The air tastes of old smoke and older paper. Candle wax beads along the rim of every lamp and the shelves rise and fold into the dark like the ribs of some sleeping beast. The Archives breathe in that slow, patient way knowledge does when it is left to ferment. Every pact, every shame, every bargain that has been kept and every promise that has been broken lives here in ink that smells faintly of iron. I never thought a vault could feel like a throat.

Tonight it does.

Cassiel walks beside me as if the stone under his boots might betray him. His steps are rigid, jaw set into a line that never softens. He knows I am still raw with the memory of what he almost did. He knows I have not forgiven him for offering her up as if she were a thing to be parceled. He almost handed over my mate to the enemy. I let that anger warm me; it is ballast I can use.

A ripple moves through shadow, a small rearrangement of air that reads like a whisper to anyone who knows how to listen. She steps into it: Velora, the remnant of an oracle. Her hair is black as a closed book, braided down one side and threaded with a single black feather. Her skin is the color of old paper, a faintash tint that makes the candlelight look scandalous against her throat. A tarnished silver pin shaped like a closed eye rests at the hollow of her collar.

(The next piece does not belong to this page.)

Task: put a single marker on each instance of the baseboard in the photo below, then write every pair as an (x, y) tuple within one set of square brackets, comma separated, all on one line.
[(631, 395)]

Her eyes are pale blue, almost silver—soft at first, like mercury—but hold a quiet hunger that pricks you if you hold her gaze too long. A thin, pale scar arcs along her brow and she often lets a stray lock fall over it the way someone hides an old map. Her smile is small and practiced, the sort of innocent tilt that makes you want to confess; when she inclines her head the room leans in as if the Archives itself is listening.

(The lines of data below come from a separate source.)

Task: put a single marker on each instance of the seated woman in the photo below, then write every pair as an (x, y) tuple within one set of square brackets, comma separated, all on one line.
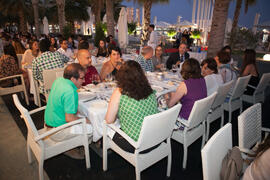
[(224, 67), (158, 59), (249, 67), (113, 65), (259, 168), (8, 65), (133, 100), (102, 49), (193, 88), (210, 73), (30, 54)]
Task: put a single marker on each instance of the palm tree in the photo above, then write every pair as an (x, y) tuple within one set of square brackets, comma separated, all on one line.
[(61, 14), (110, 16), (18, 8), (147, 5), (237, 13), (36, 17), (217, 32)]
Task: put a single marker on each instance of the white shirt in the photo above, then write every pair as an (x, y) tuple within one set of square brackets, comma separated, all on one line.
[(67, 53), (213, 81), (153, 41)]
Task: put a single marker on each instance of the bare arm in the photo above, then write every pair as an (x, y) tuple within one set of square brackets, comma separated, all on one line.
[(113, 106), (175, 97)]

“Back so soon, Deimos?” she purrs. The voice is velvet drawn across metal.

“Why? You miss me?”

She glides closer, the hem of her gown whispering over flagstone, and when her fingertip traces a path down my chest it is not an idle touch. It is a probe. She presses with a nail that catches the fabric and leaves me aware of every thin shiver under my skin.

“You always come crawling back when you need something,” she says in that soft way that is both invitation and instruction.

Cassiel’s disapproval is a thing pressed against my ribs. I know he thinks she is a viper and that anything that smiles this easy must be venomous. I do not offer him a pious look. Velora is a predator, older than her scars, and she keeps dreams the way other people keep gold. She feeds in the dark the way a tide takes the shore.

“We need birth records,” I say. “The last twenty years.”

She arches one perfect brow and lets her finger draw an idle line across the center of my chest. “That’s an interesting request.” Her voice lowers. “How is your father, Deimos?” she asks casually, the question dropping like a cold coin into the pool between us.

“Name your price,” I say, ignoring her question.

She pretends to think, but of course she already has decided. “You will owe me and I will collect when I see fit,” she says. “I know you are good for it.” There is no room in her voice for negotiation. She wants to be owed something. That is the point.

Cassiel’s body tightens. “That’s dangerous,” he says, and the word sits between us.

“What, worried about me?” I ask, because I want to feel something sharp and real between us. He gives no answer. Silence can be an answer that cuts deeper than any blade.

Velora waves a hand and the shelves reply. Books realign like bones settling. Scrolls shuffle as if remembering their places. A seam opens between the stacks and a shadowed corridor reveals itself, hungry and patient. “Have fun,” she whispers, and then she disappears into the dark with the leisurely confidence of a thing that owns the night.

We move in after her.

After a few hours, the bond tugs, a thread in my gut that tightens until it is a rope. “Lustling?” the little voice says in my head, and for a second the world skews.